3. Lenders and investors must expand existing definitions of risk, return, and exit.
The vast majority of capital providers assess risk in traditional terms—FICO credit scores, value of collateral, and so on. But these indicators end up leaving many entrepreneurs, even those with track records of successful operations and profits, out in the cold. In addition, too many capital providers are fixated on finding the next Tesla, with expectations of returns to the tune of 25-50 percent. What’s more, the constant pursuit of an “exit” within 3-5 years makes building a long-term sustainable business that much harder, especially for smaller companies that don’t expect to grow into a billion-dollar entity.
We need to not only push existing lenders and investors to change and diversify their definitions of these concepts, but also create new and different institutions willing to use more flexible investment parameters. These are all areas where philanthropy, with its more patient and risk-tolerant capital, can continue to intentionally innovate and experiment as we build out the impact investing field.
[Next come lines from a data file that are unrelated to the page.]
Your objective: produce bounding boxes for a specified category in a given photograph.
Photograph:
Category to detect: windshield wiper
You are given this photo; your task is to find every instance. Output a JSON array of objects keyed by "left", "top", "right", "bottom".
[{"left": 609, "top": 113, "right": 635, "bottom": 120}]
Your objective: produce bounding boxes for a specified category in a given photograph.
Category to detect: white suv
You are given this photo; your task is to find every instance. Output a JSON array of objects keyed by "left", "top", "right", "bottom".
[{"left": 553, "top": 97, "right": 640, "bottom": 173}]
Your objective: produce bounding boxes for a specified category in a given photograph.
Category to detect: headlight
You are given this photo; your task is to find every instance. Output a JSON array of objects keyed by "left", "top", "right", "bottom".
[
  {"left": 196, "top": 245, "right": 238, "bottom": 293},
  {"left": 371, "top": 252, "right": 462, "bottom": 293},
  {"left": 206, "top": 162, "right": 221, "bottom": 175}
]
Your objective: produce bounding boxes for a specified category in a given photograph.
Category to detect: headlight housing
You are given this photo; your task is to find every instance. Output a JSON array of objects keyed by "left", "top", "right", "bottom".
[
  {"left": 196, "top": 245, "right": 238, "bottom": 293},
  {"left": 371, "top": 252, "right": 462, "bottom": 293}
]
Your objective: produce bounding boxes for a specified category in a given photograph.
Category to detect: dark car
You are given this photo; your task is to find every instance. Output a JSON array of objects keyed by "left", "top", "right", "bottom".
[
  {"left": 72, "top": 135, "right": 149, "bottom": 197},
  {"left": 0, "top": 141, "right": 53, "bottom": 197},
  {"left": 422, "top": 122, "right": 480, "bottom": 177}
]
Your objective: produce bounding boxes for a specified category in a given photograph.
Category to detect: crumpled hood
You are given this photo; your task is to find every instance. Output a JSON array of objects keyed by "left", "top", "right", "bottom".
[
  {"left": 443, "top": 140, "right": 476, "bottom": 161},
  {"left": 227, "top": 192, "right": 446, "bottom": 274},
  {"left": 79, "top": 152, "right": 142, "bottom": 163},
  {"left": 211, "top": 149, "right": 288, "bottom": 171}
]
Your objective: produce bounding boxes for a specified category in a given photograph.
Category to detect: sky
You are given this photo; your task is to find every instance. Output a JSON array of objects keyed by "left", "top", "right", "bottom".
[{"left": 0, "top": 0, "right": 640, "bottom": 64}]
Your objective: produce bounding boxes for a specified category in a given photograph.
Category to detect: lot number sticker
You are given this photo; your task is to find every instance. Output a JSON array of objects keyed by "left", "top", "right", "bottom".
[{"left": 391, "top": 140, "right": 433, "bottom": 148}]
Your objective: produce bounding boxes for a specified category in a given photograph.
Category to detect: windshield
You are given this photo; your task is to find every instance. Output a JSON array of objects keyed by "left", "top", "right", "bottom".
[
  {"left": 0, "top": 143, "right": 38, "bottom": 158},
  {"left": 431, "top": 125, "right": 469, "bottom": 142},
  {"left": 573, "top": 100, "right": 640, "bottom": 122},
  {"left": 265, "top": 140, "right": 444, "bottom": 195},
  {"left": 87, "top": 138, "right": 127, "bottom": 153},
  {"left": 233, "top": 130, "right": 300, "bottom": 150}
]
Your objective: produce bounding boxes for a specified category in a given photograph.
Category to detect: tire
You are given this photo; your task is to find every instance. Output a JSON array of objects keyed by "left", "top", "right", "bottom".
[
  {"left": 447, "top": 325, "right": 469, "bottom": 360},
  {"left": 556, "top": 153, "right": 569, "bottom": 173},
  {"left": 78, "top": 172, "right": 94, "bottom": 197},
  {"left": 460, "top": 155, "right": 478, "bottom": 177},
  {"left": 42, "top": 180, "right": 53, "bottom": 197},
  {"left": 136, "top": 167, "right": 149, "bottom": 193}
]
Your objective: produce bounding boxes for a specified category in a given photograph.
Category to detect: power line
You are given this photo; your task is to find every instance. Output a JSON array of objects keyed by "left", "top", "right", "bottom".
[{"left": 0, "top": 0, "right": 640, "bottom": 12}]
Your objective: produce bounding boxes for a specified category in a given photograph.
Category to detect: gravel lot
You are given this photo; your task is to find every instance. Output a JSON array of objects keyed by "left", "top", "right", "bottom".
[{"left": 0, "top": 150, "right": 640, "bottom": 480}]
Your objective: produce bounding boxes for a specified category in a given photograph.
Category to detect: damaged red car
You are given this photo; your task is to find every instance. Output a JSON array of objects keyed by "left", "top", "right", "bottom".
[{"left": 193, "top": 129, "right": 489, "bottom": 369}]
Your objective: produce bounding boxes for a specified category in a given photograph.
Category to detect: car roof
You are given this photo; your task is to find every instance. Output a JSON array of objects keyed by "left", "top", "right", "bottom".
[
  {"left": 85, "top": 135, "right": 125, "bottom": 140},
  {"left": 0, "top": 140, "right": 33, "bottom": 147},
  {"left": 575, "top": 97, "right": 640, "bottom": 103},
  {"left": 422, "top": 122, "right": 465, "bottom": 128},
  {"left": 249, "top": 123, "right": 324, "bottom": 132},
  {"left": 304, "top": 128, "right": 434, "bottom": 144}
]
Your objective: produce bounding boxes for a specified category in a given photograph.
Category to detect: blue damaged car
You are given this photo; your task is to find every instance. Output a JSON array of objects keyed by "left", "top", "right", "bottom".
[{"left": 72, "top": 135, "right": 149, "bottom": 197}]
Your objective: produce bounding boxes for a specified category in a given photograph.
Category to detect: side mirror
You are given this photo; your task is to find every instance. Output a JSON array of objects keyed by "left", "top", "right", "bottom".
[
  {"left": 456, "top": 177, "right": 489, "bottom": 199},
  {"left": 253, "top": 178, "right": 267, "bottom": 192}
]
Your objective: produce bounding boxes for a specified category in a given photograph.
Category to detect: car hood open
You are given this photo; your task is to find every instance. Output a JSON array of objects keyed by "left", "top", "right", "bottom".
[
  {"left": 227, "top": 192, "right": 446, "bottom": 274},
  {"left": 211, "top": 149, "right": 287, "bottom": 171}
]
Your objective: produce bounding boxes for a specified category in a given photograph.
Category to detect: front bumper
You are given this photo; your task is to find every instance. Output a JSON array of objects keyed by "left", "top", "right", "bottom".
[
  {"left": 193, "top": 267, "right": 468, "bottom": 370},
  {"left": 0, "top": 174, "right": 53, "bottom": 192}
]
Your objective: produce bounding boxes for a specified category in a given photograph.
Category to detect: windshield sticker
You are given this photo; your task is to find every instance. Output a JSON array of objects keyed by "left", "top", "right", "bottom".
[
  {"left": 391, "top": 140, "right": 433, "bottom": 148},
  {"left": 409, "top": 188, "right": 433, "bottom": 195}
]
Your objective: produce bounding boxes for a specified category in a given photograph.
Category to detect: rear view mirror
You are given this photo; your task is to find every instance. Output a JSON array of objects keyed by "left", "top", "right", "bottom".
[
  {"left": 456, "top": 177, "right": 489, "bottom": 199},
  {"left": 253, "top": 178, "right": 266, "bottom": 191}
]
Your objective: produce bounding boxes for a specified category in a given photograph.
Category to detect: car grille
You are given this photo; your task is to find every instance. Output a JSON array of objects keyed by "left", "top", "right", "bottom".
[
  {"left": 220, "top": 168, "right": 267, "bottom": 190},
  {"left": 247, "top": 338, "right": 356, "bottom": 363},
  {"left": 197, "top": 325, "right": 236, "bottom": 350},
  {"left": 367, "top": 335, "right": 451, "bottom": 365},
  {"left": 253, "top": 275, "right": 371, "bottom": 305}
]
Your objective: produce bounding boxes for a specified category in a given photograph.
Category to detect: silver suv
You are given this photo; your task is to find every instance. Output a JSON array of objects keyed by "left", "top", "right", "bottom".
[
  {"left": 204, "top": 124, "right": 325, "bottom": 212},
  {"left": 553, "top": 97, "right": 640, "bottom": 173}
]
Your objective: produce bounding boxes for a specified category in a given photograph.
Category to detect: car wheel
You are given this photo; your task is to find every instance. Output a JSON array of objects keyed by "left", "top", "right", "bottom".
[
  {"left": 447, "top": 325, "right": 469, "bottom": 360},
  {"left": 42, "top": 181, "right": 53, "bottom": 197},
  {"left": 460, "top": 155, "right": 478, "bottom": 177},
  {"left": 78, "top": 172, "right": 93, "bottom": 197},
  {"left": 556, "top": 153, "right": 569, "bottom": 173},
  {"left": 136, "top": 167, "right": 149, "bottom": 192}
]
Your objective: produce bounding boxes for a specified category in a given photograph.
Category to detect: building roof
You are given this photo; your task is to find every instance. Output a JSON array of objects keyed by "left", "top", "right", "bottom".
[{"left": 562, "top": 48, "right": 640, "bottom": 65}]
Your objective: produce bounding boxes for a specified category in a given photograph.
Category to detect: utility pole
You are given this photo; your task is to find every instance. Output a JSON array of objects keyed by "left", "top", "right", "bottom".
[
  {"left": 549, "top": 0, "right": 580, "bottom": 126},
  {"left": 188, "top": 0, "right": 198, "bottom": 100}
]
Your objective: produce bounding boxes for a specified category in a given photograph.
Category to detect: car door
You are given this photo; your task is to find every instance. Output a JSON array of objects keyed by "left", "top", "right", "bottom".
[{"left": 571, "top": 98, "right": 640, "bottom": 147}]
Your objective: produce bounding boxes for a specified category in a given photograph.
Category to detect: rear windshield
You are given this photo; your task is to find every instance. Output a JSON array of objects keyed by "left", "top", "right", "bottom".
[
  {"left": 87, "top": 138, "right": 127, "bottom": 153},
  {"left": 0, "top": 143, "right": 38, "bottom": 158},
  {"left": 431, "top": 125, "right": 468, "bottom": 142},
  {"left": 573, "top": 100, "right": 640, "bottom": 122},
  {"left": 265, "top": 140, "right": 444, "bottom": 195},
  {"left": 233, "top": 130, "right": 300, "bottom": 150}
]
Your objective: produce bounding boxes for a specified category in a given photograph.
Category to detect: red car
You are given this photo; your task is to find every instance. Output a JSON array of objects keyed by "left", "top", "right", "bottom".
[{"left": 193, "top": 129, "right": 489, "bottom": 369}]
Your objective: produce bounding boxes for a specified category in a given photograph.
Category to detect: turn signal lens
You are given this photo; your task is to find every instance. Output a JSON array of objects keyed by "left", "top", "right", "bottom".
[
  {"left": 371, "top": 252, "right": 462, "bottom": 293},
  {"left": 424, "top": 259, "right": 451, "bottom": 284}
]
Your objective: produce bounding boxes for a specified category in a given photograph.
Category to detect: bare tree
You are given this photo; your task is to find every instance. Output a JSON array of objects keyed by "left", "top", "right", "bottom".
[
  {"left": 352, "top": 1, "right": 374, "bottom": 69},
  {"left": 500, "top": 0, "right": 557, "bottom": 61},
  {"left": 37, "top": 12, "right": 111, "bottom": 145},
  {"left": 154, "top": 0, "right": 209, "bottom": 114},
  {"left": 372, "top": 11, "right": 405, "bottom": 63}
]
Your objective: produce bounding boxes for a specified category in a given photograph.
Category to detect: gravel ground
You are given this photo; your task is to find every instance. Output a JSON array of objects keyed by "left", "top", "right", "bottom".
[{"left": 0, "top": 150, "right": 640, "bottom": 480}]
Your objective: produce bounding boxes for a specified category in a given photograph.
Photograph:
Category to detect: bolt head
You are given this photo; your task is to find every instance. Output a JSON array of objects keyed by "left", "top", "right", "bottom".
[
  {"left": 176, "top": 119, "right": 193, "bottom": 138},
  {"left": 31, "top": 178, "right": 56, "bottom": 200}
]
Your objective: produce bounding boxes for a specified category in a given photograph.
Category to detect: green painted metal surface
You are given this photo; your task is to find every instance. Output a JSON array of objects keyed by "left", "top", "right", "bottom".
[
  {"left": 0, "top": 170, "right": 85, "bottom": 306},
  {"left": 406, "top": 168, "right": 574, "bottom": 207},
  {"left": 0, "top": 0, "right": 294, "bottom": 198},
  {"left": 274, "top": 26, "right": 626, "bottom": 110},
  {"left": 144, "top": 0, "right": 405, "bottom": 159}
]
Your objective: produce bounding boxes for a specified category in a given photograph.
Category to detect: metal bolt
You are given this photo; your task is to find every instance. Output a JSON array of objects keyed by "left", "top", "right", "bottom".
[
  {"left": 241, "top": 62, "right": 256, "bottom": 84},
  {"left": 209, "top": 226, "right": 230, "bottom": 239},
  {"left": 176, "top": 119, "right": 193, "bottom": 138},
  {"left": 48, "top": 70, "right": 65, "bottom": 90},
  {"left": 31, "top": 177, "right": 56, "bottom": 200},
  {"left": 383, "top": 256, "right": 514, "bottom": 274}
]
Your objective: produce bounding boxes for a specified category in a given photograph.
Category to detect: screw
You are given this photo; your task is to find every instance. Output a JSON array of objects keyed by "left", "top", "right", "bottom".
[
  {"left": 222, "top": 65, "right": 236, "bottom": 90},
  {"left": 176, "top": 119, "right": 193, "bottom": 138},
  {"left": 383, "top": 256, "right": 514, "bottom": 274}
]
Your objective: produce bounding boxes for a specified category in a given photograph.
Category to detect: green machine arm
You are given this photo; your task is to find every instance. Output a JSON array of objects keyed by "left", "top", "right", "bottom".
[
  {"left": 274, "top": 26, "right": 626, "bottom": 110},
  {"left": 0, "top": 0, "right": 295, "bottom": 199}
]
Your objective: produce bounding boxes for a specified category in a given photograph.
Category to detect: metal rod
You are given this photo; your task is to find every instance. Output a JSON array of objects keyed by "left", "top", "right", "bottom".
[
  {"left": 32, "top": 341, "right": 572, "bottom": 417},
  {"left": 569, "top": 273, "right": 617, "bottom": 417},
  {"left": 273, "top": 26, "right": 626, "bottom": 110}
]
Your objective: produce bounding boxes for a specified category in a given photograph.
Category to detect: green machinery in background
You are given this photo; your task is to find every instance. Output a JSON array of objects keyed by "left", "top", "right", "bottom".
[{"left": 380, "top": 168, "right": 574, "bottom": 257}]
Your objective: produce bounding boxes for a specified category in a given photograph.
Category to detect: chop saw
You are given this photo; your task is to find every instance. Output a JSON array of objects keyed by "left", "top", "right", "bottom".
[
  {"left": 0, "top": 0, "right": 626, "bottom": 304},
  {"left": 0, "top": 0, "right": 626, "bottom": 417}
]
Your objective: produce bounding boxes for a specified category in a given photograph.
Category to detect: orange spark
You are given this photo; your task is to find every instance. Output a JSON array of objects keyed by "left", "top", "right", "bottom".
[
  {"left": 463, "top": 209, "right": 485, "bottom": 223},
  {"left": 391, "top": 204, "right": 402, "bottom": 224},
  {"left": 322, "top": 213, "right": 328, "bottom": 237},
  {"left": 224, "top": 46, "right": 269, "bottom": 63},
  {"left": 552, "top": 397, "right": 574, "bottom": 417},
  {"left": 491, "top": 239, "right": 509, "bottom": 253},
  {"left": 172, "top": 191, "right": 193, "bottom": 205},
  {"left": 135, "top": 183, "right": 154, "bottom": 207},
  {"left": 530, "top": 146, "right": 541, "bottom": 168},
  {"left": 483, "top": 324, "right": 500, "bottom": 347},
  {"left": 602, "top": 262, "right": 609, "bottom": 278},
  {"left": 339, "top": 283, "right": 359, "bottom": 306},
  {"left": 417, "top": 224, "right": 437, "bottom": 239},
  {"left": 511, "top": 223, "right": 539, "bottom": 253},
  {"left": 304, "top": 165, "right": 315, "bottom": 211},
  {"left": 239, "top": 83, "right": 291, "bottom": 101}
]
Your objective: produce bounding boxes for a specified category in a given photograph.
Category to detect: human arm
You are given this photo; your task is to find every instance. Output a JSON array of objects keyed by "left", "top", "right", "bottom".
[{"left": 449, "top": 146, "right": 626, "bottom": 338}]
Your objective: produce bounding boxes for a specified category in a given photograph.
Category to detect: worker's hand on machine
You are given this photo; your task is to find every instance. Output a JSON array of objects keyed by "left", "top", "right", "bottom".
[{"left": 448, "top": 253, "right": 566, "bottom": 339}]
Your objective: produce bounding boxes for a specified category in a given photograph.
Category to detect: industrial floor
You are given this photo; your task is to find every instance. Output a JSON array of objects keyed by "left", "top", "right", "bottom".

4. We need to connect the dots.
While there are many gaps in the current system, it’s worth noting that we have a lot to build on. Social enterprise-building organizations like Village Capital and Endeavor, for example, are working effectively to help companies grow in many places; over three years, Endeavor Miami, has supported the growth of 15 high-impact, local companies expected to generate more than $100 million in revenue and more than 1,500 jobs. Services like these can and should be everywhere. They also should be better integrated into local ecosystems once they land in a place, something that rarely happens today.
5. The entrepreneurs we hope to benefit must be a part of the process.
Human-centered design—listening to and co-creating solutions with the communities we are trying to help—is becoming the status quo approach to social change. We must design interventions to break down barriers that stifle entrepreneurship based on the insights of those who have encountered those challenges first-hand.
One way to help facilitate that process is to ensure that very different entrepreneurs are the room. During our discussions at the convening, for example, there was one entrepreneur local to Kansas City, one based in a rural location but with a national product, and one primarily focused on online financial services. All three kept the discussion grounded and served as a reality check during our bluesky brainstorming by articulating what the field really needs.
Ultimately, investing in underserved entrepreneurs has everything to do with social change in America. We simply can’t grow an inclusive economy and address income inequality in a meaningful way if we aren’t growing jobs. Data from the last 40 years shows us that we won’t grow jobs at the pace and scale we need to unless we eliminate the barriers that are keeping us from harnessing the entrepreneurial talents of America’s fastest-growing populations, people of color. To succeed, our efforts need to reflect these five realities.